Un texte de Claudie Simard

Elle a accepté de parler, mais ne veut pas être identifiée pour ne pas envenimer ses relations avec son employeur, surtout en période de négociations. Les infirmières de la Mauricie et du Centre-du-Québec feront la grève le 28 octobre prochain pour protester contre la lenteur des négociations avec Québec et pour dénoncer leurs conditions de travail. 

Cette infirmière a choisi sa profession parce qu'elle se disait qu'elle ne manquerait jamais de travail.
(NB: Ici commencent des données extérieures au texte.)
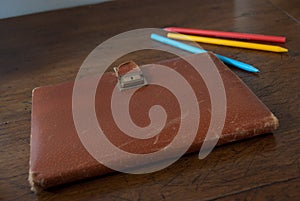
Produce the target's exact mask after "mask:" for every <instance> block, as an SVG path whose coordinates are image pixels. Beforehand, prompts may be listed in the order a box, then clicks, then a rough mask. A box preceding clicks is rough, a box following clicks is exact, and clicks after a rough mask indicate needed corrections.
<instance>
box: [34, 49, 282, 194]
mask: <svg viewBox="0 0 300 201" xmlns="http://www.w3.org/2000/svg"><path fill="white" fill-rule="evenodd" d="M203 55H206V56H207V55H209V57H210V58H211V59H212V61H213V62H214V64H215V65H216V66H217V68H218V70H219V72H220V75H221V78H222V80H223V84H224V87H225V91H226V98H227V111H226V119H225V125H224V128H223V131H222V134H221V136H220V139H219V141H218V145H220V144H224V143H228V142H232V141H236V140H241V139H245V138H249V137H253V136H256V135H259V134H263V133H269V132H272V131H273V130H274V129H276V128H277V127H278V120H277V118H276V117H275V116H274V115H273V114H272V113H271V112H270V111H269V109H268V108H267V107H266V106H265V105H264V104H263V103H262V102H261V101H260V100H259V99H258V98H257V97H256V96H255V95H254V94H253V93H252V91H251V90H250V89H249V88H248V87H247V86H246V85H245V84H244V83H243V82H242V81H241V80H240V79H239V78H238V77H237V76H236V75H235V74H234V73H232V72H231V70H230V69H228V67H227V66H226V65H224V64H223V63H222V62H221V61H220V60H219V59H218V58H216V57H215V56H214V55H213V54H211V53H205V54H200V55H194V56H195V57H202V56H203ZM200 60H201V59H200ZM203 62H206V61H205V60H204V59H203ZM160 64H163V65H166V66H169V67H170V68H172V69H174V70H176V71H177V72H179V73H180V74H181V75H183V76H184V77H186V78H187V79H188V80H189V84H190V85H191V86H192V88H193V90H194V92H195V94H196V97H197V100H198V104H199V109H200V110H201V115H200V121H199V128H198V131H197V135H196V137H195V139H194V141H193V143H192V145H191V146H190V147H189V149H188V151H187V152H188V153H191V152H199V150H200V147H201V145H202V143H203V140H204V138H205V135H206V132H207V130H208V127H209V124H210V120H211V101H210V97H209V92H208V89H207V87H206V85H205V83H204V81H203V79H202V78H201V76H199V75H197V74H195V72H194V71H193V70H192V68H190V66H189V64H188V63H187V62H186V61H185V60H183V59H176V60H167V61H162V62H160ZM166 79H167V78H166ZM116 83H117V79H116V77H115V74H114V73H113V72H107V73H105V74H104V75H103V77H102V79H101V81H100V84H99V86H98V88H97V93H96V96H95V110H96V114H97V118H98V123H99V124H100V125H102V126H103V130H104V131H107V138H108V139H109V140H110V141H111V142H112V143H113V144H115V145H116V146H118V147H122V149H123V150H125V151H127V152H132V153H138V154H145V153H151V152H155V151H158V150H160V149H162V148H163V147H164V146H166V145H168V144H169V143H170V142H171V141H172V140H173V138H174V137H175V136H176V131H177V130H178V127H179V122H178V116H180V115H181V114H180V111H179V109H178V101H176V99H174V97H173V96H172V94H171V93H170V92H169V91H168V90H165V89H163V88H161V87H160V86H156V85H155V86H154V85H153V86H146V87H142V88H141V89H140V90H138V91H137V95H135V97H133V99H132V101H131V103H130V104H132V105H133V106H134V107H135V108H134V109H133V110H132V111H131V112H132V114H131V115H132V118H133V121H134V122H135V123H137V124H138V125H140V126H146V125H147V124H149V117H148V116H147V114H148V110H149V108H150V107H151V106H153V105H154V104H159V105H161V106H162V107H163V108H164V109H165V110H166V113H167V114H168V117H167V121H166V122H167V123H166V125H165V127H164V128H163V129H162V130H161V133H160V134H159V138H156V137H152V138H150V139H147V140H140V139H133V138H132V137H130V136H127V135H125V134H124V133H122V132H121V131H120V130H119V129H118V127H117V126H116V124H115V122H114V120H113V116H112V114H111V113H112V112H111V107H110V99H109V98H103V97H110V96H111V91H112V89H113V88H114V87H115V85H116ZM73 85H74V83H73V82H71V83H63V84H59V85H55V86H46V87H39V88H36V89H34V90H33V92H32V119H31V142H30V146H31V147H30V169H29V182H30V184H31V186H32V190H34V191H37V190H38V189H46V188H49V187H53V186H57V185H61V184H65V183H69V182H73V181H77V180H81V179H85V178H90V177H93V176H98V175H104V174H107V173H110V172H113V170H112V169H109V168H107V167H105V166H104V165H102V164H100V163H99V162H98V161H97V160H95V159H94V158H93V157H92V156H91V155H90V154H89V152H88V151H87V150H86V149H85V148H84V146H83V145H82V143H81V141H80V139H79V137H78V134H77V131H76V128H75V125H74V121H73V116H72V92H73ZM83 95H84V94H83ZM124 142H125V143H124ZM126 142H127V143H126ZM117 160H125V159H117Z"/></svg>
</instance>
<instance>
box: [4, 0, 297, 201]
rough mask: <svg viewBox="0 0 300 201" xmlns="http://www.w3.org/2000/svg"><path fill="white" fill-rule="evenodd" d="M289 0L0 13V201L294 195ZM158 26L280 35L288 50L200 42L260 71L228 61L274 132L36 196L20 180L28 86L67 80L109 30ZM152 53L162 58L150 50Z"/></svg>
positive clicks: (295, 153) (28, 141) (177, 197)
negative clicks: (278, 52)
mask: <svg viewBox="0 0 300 201" xmlns="http://www.w3.org/2000/svg"><path fill="white" fill-rule="evenodd" d="M276 2H277V3H276ZM278 2H280V3H278ZM297 5H298V4H297V2H296V1H275V0H272V1H267V0H264V1H250V0H241V1H233V0H232V1H222V0H213V1H197V0H194V1H189V2H188V3H187V2H186V1H150V0H149V1H115V2H107V3H103V4H99V5H94V6H85V7H79V8H74V9H67V10H60V11H54V12H47V13H42V14H35V15H28V16H23V17H17V18H11V19H5V20H1V21H0V55H1V56H0V114H1V115H0V146H1V149H0V151H1V155H0V199H3V200H34V199H39V200H54V199H56V200H70V199H72V200H196V199H201V200H209V199H220V200H233V199H237V200H239V199H258V198H261V199H264V200H270V199H274V200H297V198H299V197H300V193H299V176H300V160H299V158H300V146H299V143H300V135H299V132H300V127H299V125H300V112H299V108H300V104H299V98H300V96H299V91H300V87H299V86H300V85H299V84H300V83H299V82H300V68H299V66H300V49H299V44H300V37H299V36H300V26H299V23H297V21H295V19H293V18H292V17H291V16H294V17H295V18H297V16H296V14H297V13H300V12H297V11H299V6H297ZM279 8H281V9H279ZM288 8H293V9H292V10H291V9H288ZM295 13H296V14H295ZM165 26H184V27H196V28H197V27H198V28H206V29H216V30H225V31H241V32H253V33H264V34H275V35H285V36H287V43H286V44H284V45H283V46H285V47H287V48H288V49H289V50H290V51H289V53H287V54H277V53H269V52H259V51H253V50H242V49H238V48H228V47H219V46H213V45H203V47H205V48H206V49H208V50H213V51H215V52H217V53H219V54H223V55H226V56H228V57H232V58H236V59H239V60H241V61H244V62H248V63H251V64H253V65H255V66H257V67H259V68H260V69H261V71H262V72H261V73H260V74H259V75H258V76H254V75H251V74H248V73H246V72H243V71H240V70H237V69H234V68H232V70H233V71H234V72H235V73H237V74H238V75H239V76H240V77H241V78H242V79H243V80H244V81H245V82H246V83H247V84H248V85H249V87H250V88H251V89H252V90H253V91H254V93H255V94H256V95H257V96H258V97H260V99H261V100H262V101H263V102H264V103H265V104H266V105H267V106H268V107H269V108H270V109H271V110H272V111H273V112H274V113H275V115H276V116H278V118H279V120H280V124H281V126H280V128H279V129H278V130H277V131H276V132H274V134H273V135H272V134H269V135H265V136H261V137H257V138H254V139H250V140H245V141H242V142H237V143H232V144H229V145H225V146H221V147H218V148H216V149H215V150H214V151H213V152H212V153H211V154H210V155H209V156H208V157H207V158H205V159H204V160H201V161H200V160H198V159H197V156H196V155H189V156H185V157H183V158H181V159H180V160H179V161H178V162H176V163H175V164H173V165H172V166H170V167H169V168H167V169H165V170H162V171H159V172H156V173H152V174H147V175H126V174H113V175H110V176H107V177H99V178H95V179H90V180H86V181H82V182H77V183H74V184H69V185H65V186H62V187H57V188H54V189H51V190H48V191H45V192H43V193H41V194H40V195H38V196H37V195H34V194H33V193H31V192H30V190H29V184H28V182H27V176H28V175H27V173H28V161H29V141H30V139H29V137H30V110H31V90H32V89H33V88H34V87H37V86H43V85H51V84H56V83H60V82H65V81H70V80H73V79H74V78H75V76H76V73H77V71H78V69H79V67H80V65H81V63H82V62H83V60H84V59H85V57H86V56H87V55H88V54H89V52H90V51H91V50H93V49H94V48H95V47H96V46H97V45H99V44H100V43H101V42H103V41H104V40H106V39H108V38H110V37H112V36H114V35H116V34H118V33H121V32H124V31H128V30H132V29H136V28H144V27H165ZM153 57H155V59H157V60H160V59H165V58H164V56H162V55H160V54H155V53H153ZM141 59H150V58H149V56H145V55H144V56H142V58H141ZM280 192H282V193H281V194H280V195H279V193H280Z"/></svg>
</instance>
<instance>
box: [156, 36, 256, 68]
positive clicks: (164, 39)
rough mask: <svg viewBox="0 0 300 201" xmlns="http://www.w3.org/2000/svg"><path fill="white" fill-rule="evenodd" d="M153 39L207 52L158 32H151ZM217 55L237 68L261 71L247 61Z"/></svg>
mask: <svg viewBox="0 0 300 201" xmlns="http://www.w3.org/2000/svg"><path fill="white" fill-rule="evenodd" d="M151 39H153V40H155V41H158V42H161V43H164V44H167V45H170V46H173V47H177V48H179V49H182V50H185V51H187V52H191V53H194V54H199V53H204V52H207V51H206V50H203V49H200V48H198V47H194V46H191V45H188V44H185V43H182V42H179V41H176V40H172V39H169V38H166V37H164V36H160V35H157V34H151ZM215 55H216V56H217V57H218V58H219V59H220V60H221V61H223V62H224V63H226V64H229V65H232V66H234V67H237V68H240V69H242V70H245V71H248V72H252V73H258V72H259V70H258V69H257V68H255V67H253V66H251V65H249V64H246V63H243V62H240V61H237V60H234V59H231V58H228V57H225V56H222V55H219V54H215Z"/></svg>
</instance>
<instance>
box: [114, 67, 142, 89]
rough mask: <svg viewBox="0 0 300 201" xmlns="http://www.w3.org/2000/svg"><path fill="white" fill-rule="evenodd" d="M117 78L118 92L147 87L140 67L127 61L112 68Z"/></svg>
mask: <svg viewBox="0 0 300 201" xmlns="http://www.w3.org/2000/svg"><path fill="white" fill-rule="evenodd" d="M114 71H115V74H116V77H117V78H118V88H119V89H120V91H123V90H126V89H132V88H136V87H142V86H145V85H147V81H146V79H145V77H144V75H143V72H142V70H141V69H140V67H139V66H138V65H137V64H136V63H135V62H133V61H128V62H125V63H122V64H120V65H119V66H118V67H114Z"/></svg>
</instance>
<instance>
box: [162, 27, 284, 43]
mask: <svg viewBox="0 0 300 201" xmlns="http://www.w3.org/2000/svg"><path fill="white" fill-rule="evenodd" d="M164 30H166V31H170V32H177V33H183V34H191V35H201V36H211V37H218V38H230V39H244V40H256V41H265V42H276V43H285V41H286V38H285V37H284V36H269V35H263V34H250V33H238V32H225V31H214V30H203V29H190V28H181V27H167V28H164Z"/></svg>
Elle était loin d'imaginer la surcharge de travail qu'elle dénonce aujourd'hui. « Les patients ont de plus en plus de pathologies : des blessures, mais aussi de l'Alzheimer, ils sont parfois en fauteuils roulants ». À ses débuts, la situation n'était pas la même, selon elle. Elle estime avoir de plus en plus de paperasse à remplir et un ratio patient/infirmière plus élevé.

« Avant, on avait 6 patients par jour et l'infirmière auxiliaire 5 ou 6. Maintenant on en a 14 à deux, on les voit tous », déplore cette femme.

Elle craint une augmentation des erreurs médicales dues à la fatigue et aux heures supplémentaires obligatoires. « Avant le personnel en congé était remplacé, des fois on commence le quart de travail en se faisant dire qu'on n'a pas trouvé personne et qu'on est -1 sur le plancher aujourd'hui. »

Cette quadragénaire affirme que si elle avait su, elle aurait fait un autre choix. Elle le dit clairement aux jeunes qui lui posent la question.